I feel bad for women with really big jobs who make a boatload of money. Somewhere along the line, they got the message (from their mothers, from the culture, etc.) that a high-paying career should be their life’s goal. As a result, from the time these women graduated high school, they began mapping out a life that would reflect just that. They de-prioritized everything else and became the powerhouses they were taught to become.
No one told them it would come at a cost.
A new study from economists in Sweden examined how promotions to top jobs affect the likelihood of divorce. The researchers found that getting a top job “dramatically increases” the chances of divorce.
For women. Not for men.
“Promotion to a top job in politics increases the divorce rate of women but not for men, and women who become CEOs divorce faster than men who become CEOs,” notes Johanna Rickne, a professor at Stockholm University and co-author of the research.
This will no doubt upset women who’ve chosen a more traditional male career path. But those who understand and accept (the acceptance part is key) the vast differences between women and men and how these differences are designed to work in tandem, this finding makes perfect sense. Because what the study is essentially saying is this:
Even in the most egalitarian countries in the world, male and female desire trump the massive amount of time, energy, rhetoric and wealth nations spend to achieve so-called equality.
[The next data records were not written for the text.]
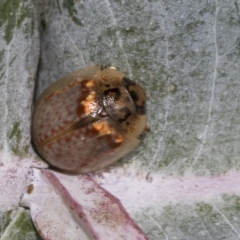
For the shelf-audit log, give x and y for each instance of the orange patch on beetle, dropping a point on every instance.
(80, 123)
(87, 102)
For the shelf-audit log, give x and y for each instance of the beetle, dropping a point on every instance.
(89, 119)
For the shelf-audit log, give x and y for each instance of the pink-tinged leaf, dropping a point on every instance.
(76, 207)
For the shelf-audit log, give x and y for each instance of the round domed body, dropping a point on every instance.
(88, 119)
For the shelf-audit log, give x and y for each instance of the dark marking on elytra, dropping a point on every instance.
(113, 93)
(127, 113)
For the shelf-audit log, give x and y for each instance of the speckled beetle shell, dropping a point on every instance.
(88, 119)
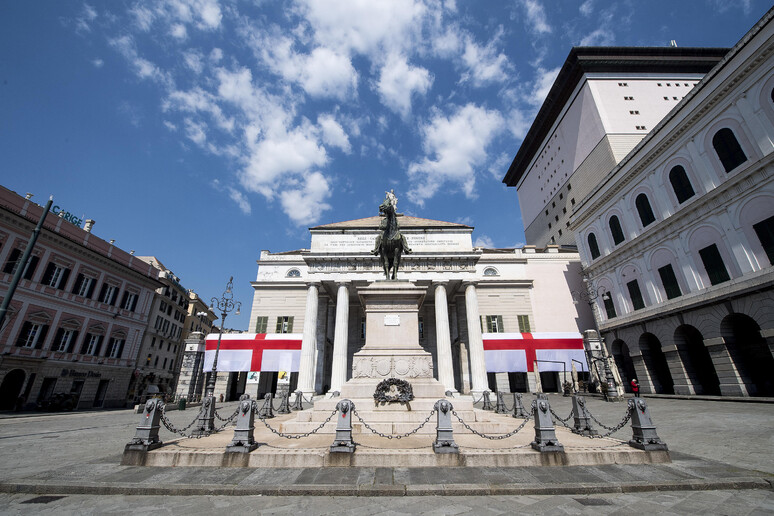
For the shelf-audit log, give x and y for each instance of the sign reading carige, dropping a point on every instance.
(69, 217)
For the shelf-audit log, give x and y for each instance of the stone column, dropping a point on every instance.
(340, 339)
(307, 367)
(476, 342)
(443, 338)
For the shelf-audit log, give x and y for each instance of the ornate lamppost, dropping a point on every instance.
(225, 304)
(590, 296)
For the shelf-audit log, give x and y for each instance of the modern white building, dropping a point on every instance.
(680, 233)
(603, 102)
(510, 309)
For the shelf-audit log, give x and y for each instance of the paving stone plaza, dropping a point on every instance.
(721, 451)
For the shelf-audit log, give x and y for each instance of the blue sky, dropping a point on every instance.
(203, 131)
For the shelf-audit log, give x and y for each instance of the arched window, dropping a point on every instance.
(644, 209)
(615, 230)
(728, 149)
(681, 184)
(593, 247)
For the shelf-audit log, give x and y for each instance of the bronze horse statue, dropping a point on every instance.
(390, 243)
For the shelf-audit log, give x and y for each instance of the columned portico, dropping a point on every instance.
(307, 364)
(340, 338)
(476, 344)
(443, 337)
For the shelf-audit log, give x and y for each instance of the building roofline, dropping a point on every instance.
(583, 60)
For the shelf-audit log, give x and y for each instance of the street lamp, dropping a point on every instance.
(205, 424)
(590, 295)
(225, 305)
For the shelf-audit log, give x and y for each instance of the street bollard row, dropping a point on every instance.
(644, 436)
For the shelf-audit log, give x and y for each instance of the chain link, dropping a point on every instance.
(492, 437)
(298, 436)
(388, 436)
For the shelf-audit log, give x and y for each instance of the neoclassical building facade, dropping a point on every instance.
(680, 236)
(491, 318)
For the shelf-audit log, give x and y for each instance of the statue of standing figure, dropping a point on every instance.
(390, 243)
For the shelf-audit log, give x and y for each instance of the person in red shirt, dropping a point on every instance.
(636, 388)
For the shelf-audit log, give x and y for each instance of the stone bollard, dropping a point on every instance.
(343, 441)
(205, 420)
(444, 436)
(487, 401)
(244, 433)
(518, 406)
(500, 403)
(147, 436)
(284, 404)
(581, 416)
(267, 411)
(644, 435)
(298, 404)
(545, 435)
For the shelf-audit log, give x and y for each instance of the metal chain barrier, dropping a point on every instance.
(388, 436)
(298, 436)
(492, 437)
(612, 429)
(563, 421)
(229, 418)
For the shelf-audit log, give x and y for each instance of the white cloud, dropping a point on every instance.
(178, 31)
(542, 85)
(600, 37)
(371, 27)
(455, 146)
(485, 65)
(399, 81)
(306, 204)
(536, 17)
(484, 241)
(240, 199)
(333, 134)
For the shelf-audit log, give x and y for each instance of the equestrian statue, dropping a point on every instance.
(390, 243)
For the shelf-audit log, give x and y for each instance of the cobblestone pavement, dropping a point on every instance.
(701, 502)
(708, 439)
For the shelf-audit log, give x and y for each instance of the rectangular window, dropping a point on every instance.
(84, 286)
(92, 344)
(63, 340)
(284, 324)
(129, 301)
(494, 324)
(636, 295)
(669, 280)
(116, 347)
(713, 264)
(55, 276)
(765, 231)
(607, 299)
(524, 326)
(260, 324)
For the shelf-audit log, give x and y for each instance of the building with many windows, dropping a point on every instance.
(603, 102)
(680, 236)
(77, 318)
(158, 362)
(510, 309)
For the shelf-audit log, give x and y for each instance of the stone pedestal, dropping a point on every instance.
(392, 347)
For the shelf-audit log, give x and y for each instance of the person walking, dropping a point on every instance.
(636, 388)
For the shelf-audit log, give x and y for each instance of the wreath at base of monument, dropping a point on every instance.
(393, 389)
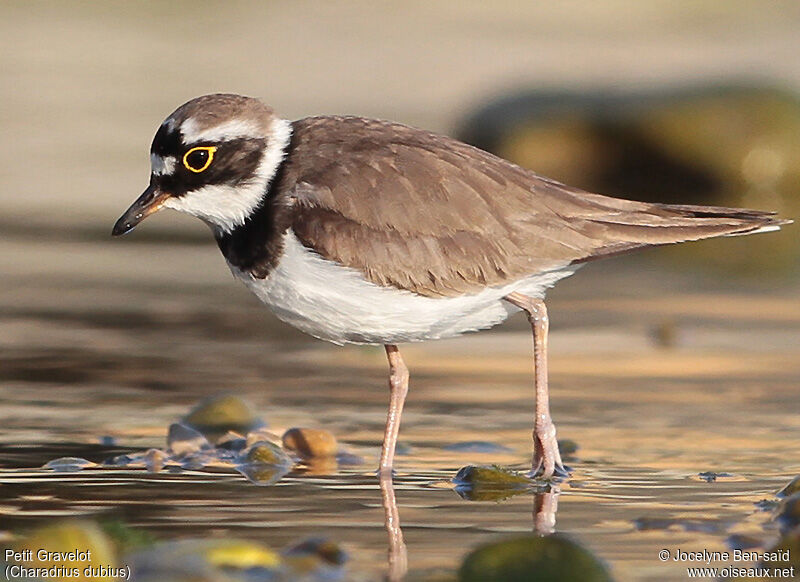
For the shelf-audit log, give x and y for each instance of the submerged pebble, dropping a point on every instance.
(267, 453)
(69, 464)
(711, 476)
(481, 483)
(317, 557)
(261, 474)
(154, 460)
(792, 488)
(477, 447)
(525, 558)
(184, 440)
(215, 416)
(310, 442)
(788, 516)
(231, 441)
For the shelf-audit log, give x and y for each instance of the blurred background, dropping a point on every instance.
(692, 101)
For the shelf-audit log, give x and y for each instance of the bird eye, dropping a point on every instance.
(198, 159)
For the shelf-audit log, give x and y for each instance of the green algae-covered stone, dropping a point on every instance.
(217, 415)
(526, 558)
(492, 483)
(266, 453)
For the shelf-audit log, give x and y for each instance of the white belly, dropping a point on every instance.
(335, 303)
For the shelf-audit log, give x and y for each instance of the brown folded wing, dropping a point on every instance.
(432, 215)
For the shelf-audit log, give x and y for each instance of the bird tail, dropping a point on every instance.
(630, 225)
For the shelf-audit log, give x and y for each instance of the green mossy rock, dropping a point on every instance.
(217, 415)
(528, 558)
(792, 488)
(489, 483)
(267, 453)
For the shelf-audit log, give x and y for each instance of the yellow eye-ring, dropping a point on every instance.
(198, 159)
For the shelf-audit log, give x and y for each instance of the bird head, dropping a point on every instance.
(213, 158)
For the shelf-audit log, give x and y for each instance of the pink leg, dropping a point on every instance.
(546, 458)
(398, 388)
(397, 554)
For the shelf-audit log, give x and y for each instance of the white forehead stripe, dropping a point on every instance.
(225, 207)
(161, 166)
(226, 131)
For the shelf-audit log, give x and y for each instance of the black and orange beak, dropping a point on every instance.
(149, 202)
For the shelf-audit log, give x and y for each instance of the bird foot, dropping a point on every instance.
(546, 456)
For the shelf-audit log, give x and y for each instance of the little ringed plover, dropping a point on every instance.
(364, 231)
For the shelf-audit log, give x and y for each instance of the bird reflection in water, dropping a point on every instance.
(545, 506)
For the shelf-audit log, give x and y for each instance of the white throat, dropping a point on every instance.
(225, 207)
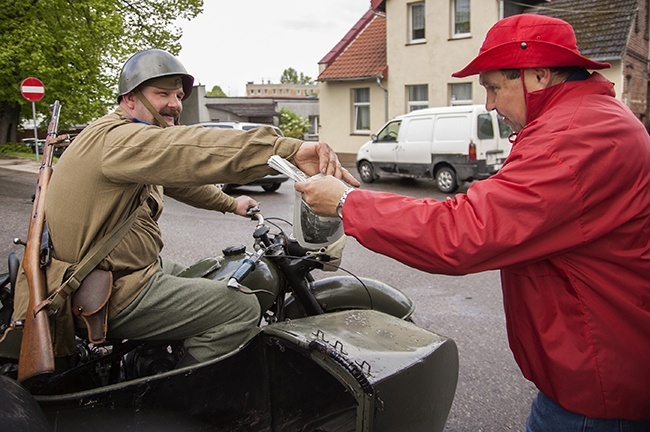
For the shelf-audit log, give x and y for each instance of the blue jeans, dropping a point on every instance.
(547, 416)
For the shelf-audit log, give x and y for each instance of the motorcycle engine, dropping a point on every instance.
(151, 360)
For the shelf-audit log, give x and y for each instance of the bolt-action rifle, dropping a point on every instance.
(36, 351)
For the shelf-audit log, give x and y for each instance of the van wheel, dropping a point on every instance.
(366, 172)
(446, 180)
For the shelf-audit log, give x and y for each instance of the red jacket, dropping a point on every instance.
(567, 220)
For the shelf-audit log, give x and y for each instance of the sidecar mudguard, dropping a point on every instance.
(394, 376)
(338, 293)
(357, 370)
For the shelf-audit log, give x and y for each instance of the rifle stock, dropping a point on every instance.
(36, 359)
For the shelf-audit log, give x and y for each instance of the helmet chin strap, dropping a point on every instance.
(150, 108)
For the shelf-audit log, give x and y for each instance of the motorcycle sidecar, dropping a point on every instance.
(358, 370)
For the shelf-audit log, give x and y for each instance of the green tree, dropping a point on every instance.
(292, 125)
(291, 76)
(77, 49)
(216, 92)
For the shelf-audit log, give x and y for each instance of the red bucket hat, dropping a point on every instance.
(528, 41)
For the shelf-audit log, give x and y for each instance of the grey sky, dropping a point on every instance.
(232, 43)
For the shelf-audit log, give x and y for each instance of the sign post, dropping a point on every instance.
(33, 90)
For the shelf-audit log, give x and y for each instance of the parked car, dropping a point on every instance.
(270, 183)
(451, 145)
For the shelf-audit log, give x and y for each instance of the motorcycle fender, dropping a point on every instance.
(402, 377)
(338, 293)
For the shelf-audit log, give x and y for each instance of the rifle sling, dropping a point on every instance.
(96, 255)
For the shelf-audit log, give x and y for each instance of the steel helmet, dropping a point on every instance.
(528, 41)
(149, 64)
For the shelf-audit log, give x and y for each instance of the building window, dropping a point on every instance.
(417, 97)
(461, 18)
(417, 19)
(460, 94)
(361, 110)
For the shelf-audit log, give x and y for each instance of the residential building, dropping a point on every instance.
(281, 90)
(199, 108)
(400, 55)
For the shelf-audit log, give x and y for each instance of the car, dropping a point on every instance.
(450, 145)
(269, 183)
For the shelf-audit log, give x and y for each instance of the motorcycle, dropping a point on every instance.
(331, 354)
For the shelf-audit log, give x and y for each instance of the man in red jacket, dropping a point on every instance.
(566, 220)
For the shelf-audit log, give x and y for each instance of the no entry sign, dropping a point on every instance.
(32, 89)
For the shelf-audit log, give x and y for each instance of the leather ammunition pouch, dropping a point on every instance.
(90, 304)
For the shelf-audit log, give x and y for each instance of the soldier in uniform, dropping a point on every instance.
(123, 163)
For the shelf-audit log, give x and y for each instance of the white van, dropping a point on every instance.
(449, 144)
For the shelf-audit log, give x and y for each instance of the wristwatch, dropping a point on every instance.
(339, 207)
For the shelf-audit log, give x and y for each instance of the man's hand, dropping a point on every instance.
(322, 194)
(244, 202)
(319, 158)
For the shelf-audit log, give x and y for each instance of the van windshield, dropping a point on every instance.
(390, 132)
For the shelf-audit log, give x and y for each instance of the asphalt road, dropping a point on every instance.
(491, 395)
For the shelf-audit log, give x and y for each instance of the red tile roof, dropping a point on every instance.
(361, 54)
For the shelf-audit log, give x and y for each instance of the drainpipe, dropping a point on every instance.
(385, 98)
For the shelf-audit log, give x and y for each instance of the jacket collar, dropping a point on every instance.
(540, 101)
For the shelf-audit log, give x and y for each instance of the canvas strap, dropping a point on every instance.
(96, 255)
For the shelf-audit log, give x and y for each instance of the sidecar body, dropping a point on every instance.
(358, 370)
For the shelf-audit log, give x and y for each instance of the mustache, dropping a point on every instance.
(176, 114)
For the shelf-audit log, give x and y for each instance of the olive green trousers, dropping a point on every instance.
(209, 317)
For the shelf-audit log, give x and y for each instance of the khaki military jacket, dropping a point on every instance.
(101, 177)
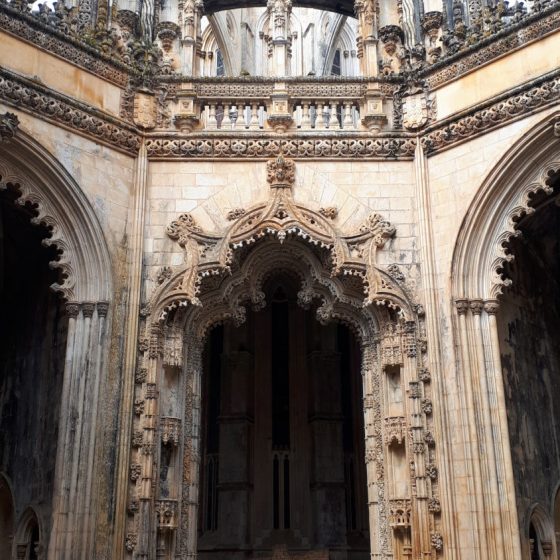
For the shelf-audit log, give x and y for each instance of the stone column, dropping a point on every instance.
(279, 12)
(73, 514)
(188, 533)
(507, 496)
(471, 444)
(327, 461)
(366, 12)
(374, 451)
(191, 37)
(494, 510)
(134, 282)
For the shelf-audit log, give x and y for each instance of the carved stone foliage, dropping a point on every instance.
(55, 36)
(8, 126)
(263, 146)
(477, 55)
(281, 218)
(167, 512)
(37, 99)
(400, 513)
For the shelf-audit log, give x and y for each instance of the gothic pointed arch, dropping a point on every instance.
(501, 281)
(224, 274)
(7, 516)
(76, 321)
(63, 208)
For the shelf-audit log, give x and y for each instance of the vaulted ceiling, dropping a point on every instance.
(345, 7)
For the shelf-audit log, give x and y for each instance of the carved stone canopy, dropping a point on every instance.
(282, 219)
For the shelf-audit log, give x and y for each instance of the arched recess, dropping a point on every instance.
(41, 184)
(337, 276)
(7, 517)
(29, 539)
(478, 279)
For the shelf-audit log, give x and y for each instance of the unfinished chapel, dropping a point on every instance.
(279, 280)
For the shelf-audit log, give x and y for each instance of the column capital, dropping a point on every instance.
(462, 306)
(476, 306)
(73, 309)
(491, 306)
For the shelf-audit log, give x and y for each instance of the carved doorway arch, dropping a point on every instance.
(223, 273)
(41, 183)
(525, 175)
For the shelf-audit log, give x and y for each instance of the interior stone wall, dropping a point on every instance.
(33, 330)
(529, 323)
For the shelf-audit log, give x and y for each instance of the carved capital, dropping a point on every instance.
(462, 306)
(181, 229)
(72, 309)
(491, 306)
(476, 306)
(281, 172)
(9, 123)
(381, 229)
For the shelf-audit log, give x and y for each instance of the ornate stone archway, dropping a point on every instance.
(41, 182)
(478, 280)
(338, 274)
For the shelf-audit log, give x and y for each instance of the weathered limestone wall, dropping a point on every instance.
(33, 330)
(106, 178)
(209, 190)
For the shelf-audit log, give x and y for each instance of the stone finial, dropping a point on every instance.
(9, 124)
(281, 172)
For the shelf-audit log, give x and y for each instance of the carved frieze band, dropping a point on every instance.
(31, 29)
(37, 99)
(269, 146)
(445, 70)
(524, 100)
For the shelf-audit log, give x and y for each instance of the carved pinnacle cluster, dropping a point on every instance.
(8, 126)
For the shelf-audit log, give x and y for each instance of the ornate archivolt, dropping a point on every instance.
(213, 254)
(60, 206)
(478, 280)
(481, 250)
(224, 273)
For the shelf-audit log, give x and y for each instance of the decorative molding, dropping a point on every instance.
(452, 67)
(509, 228)
(52, 106)
(515, 104)
(264, 146)
(9, 123)
(281, 217)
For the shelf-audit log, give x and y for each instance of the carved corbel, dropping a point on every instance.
(181, 230)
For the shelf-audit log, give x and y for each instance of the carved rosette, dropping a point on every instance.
(167, 32)
(225, 270)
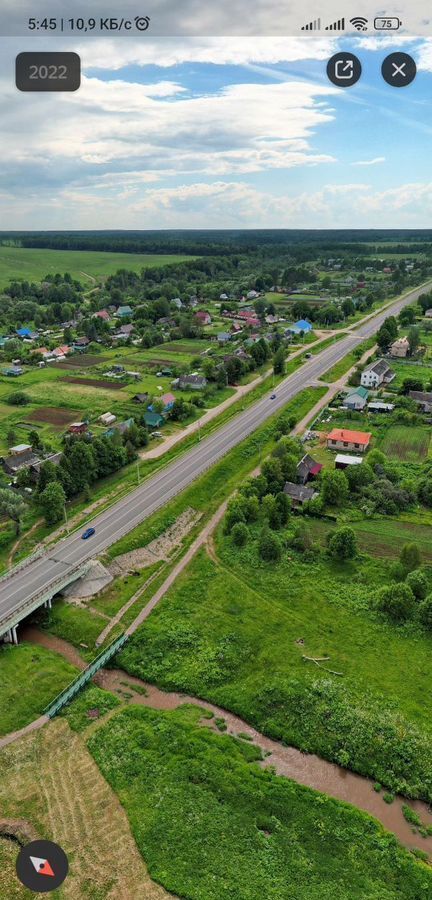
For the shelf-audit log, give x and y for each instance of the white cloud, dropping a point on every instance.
(116, 126)
(369, 162)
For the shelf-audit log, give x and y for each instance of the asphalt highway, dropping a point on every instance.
(156, 491)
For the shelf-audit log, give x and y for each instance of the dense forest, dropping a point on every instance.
(225, 242)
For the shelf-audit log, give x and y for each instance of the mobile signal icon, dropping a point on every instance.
(312, 26)
(339, 25)
(359, 22)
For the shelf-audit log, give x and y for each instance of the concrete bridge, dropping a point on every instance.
(9, 622)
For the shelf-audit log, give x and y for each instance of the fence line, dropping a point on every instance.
(84, 677)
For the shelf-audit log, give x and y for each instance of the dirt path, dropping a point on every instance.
(304, 768)
(18, 543)
(181, 565)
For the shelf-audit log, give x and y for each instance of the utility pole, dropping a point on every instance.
(66, 518)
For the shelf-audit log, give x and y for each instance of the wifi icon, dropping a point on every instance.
(359, 23)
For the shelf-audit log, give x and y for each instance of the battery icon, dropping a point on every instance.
(391, 23)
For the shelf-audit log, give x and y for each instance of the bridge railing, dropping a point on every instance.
(84, 677)
(23, 564)
(31, 604)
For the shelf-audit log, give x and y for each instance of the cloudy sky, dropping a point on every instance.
(212, 133)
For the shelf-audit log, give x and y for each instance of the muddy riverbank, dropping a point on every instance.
(304, 768)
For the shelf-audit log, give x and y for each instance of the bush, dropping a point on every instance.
(342, 544)
(418, 583)
(269, 546)
(240, 534)
(335, 487)
(397, 602)
(18, 398)
(410, 557)
(425, 612)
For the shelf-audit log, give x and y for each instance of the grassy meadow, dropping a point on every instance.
(87, 266)
(228, 631)
(210, 823)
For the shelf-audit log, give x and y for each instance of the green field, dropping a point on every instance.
(30, 264)
(406, 444)
(31, 676)
(382, 537)
(211, 824)
(410, 370)
(228, 632)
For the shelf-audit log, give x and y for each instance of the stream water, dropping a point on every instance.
(304, 768)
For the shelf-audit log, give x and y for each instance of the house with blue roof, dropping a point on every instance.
(301, 326)
(124, 311)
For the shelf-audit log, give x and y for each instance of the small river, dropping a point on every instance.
(304, 768)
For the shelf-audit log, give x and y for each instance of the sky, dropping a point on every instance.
(217, 133)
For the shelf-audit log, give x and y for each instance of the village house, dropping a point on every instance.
(377, 373)
(19, 457)
(107, 419)
(301, 326)
(203, 317)
(13, 371)
(423, 399)
(124, 311)
(400, 348)
(343, 439)
(191, 382)
(342, 461)
(299, 494)
(356, 399)
(80, 344)
(153, 420)
(379, 406)
(78, 428)
(168, 401)
(307, 469)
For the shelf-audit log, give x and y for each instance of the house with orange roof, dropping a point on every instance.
(343, 439)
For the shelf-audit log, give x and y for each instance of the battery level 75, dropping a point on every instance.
(387, 23)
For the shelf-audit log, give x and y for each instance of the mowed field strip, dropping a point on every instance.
(23, 263)
(52, 776)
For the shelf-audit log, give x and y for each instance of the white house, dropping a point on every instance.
(400, 348)
(377, 373)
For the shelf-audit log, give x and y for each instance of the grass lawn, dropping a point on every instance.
(30, 264)
(78, 626)
(347, 362)
(409, 370)
(51, 781)
(405, 444)
(31, 676)
(227, 632)
(382, 537)
(211, 824)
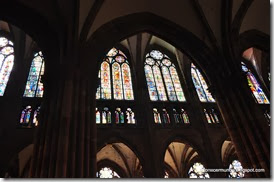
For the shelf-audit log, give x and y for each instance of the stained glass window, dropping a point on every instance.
(211, 116)
(181, 116)
(156, 114)
(166, 117)
(177, 116)
(184, 116)
(267, 116)
(198, 171)
(107, 172)
(6, 62)
(115, 82)
(162, 78)
(98, 116)
(255, 87)
(25, 115)
(106, 116)
(35, 116)
(130, 116)
(119, 116)
(200, 85)
(34, 86)
(236, 170)
(166, 175)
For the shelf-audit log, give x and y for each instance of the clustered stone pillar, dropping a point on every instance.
(245, 123)
(65, 144)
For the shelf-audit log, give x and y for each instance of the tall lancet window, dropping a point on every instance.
(34, 86)
(210, 111)
(200, 85)
(115, 77)
(6, 62)
(164, 86)
(255, 87)
(162, 78)
(115, 91)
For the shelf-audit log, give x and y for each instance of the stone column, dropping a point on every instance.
(64, 143)
(244, 121)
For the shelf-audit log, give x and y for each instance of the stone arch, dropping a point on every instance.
(34, 25)
(123, 27)
(198, 155)
(125, 151)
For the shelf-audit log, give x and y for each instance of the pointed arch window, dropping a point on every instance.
(200, 85)
(115, 77)
(6, 62)
(255, 87)
(29, 116)
(34, 86)
(115, 97)
(162, 78)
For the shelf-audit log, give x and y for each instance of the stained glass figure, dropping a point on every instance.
(177, 116)
(198, 171)
(166, 119)
(116, 82)
(159, 83)
(128, 91)
(35, 116)
(130, 116)
(162, 78)
(166, 175)
(184, 116)
(34, 86)
(151, 83)
(236, 170)
(200, 85)
(107, 172)
(208, 118)
(119, 116)
(157, 118)
(98, 116)
(215, 116)
(267, 116)
(106, 116)
(255, 87)
(105, 81)
(25, 115)
(6, 62)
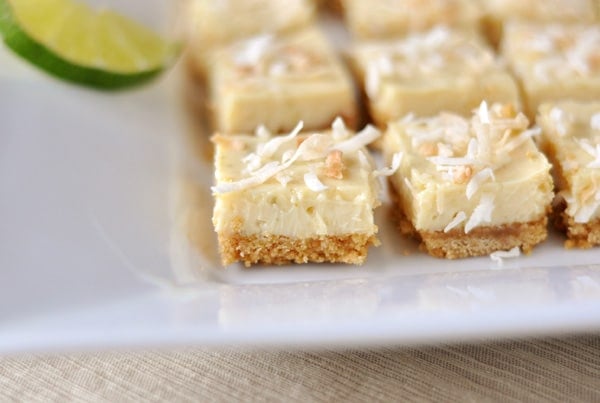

Men and women are not interchangeable and thus come to the marriage table with different wants and needs. To provide and to protect are at the core of a man’s identity, whether it’s 1920 or 2020. It is not his singular means to care for his family, but to him it’s the most important. It’s the unique contribution he brings, just as giving birth is to a woman.
The truly beautiful part is that women are made to respond to a man’s desire to provide and to protect. When a wife knows she can rely on her husband, whether or not she’s employed herself, her respect for him comes naturally. At the end of the day, what she wants is to feel cared for.
When this dynamic breaks down—for whatever reason: the husband is unemployed or the wife earns more—the resentment sets in, and the respect and the sex fall away. Divorce is almost always inevitable.
Had today’s high-earning women been privy to how supplanting the male role would affect their love lives, they might have made different choices early on. Instead they were misled by a generation that believed women had to live like men in order to be deemed worthy. In doing so, women relinquish the greatest power they own: feminine power.
Feminine power is rooted in warmth, in grace, in nurturing and in loving. It’s focused on feelings and emotions more than it is on the bottom line. Indeed, the power of the feminine is what allows a marriage to flourish. Without it, a relationship will die.
Sadly, women who were indoctrinated to believe that masculine is powerful and feminine is weak traded in their feminine power for a different kind of power: wealth. This wealth was meant to keep women from having to “depend on a man,” but all it did in the end is keep them from having a man at all.
“Rickne’s data suggests that women who divorce after scoring top promotions are less likely than men to remarry or to have a serious relationship,” writes Maddie Savage.
There’s no way for an egalitarian society to thrive without simultaneously destroying marriage because it undermines male and female nature. “I think this norm changing is pretty far off,” notes Rickne.
Far off, indeed. The truth is, it ain’t ever gonna happen. In the fight between man and nature, nature always wins. We’re much better off embracing reality than fighting against it. That’s where the real power lies.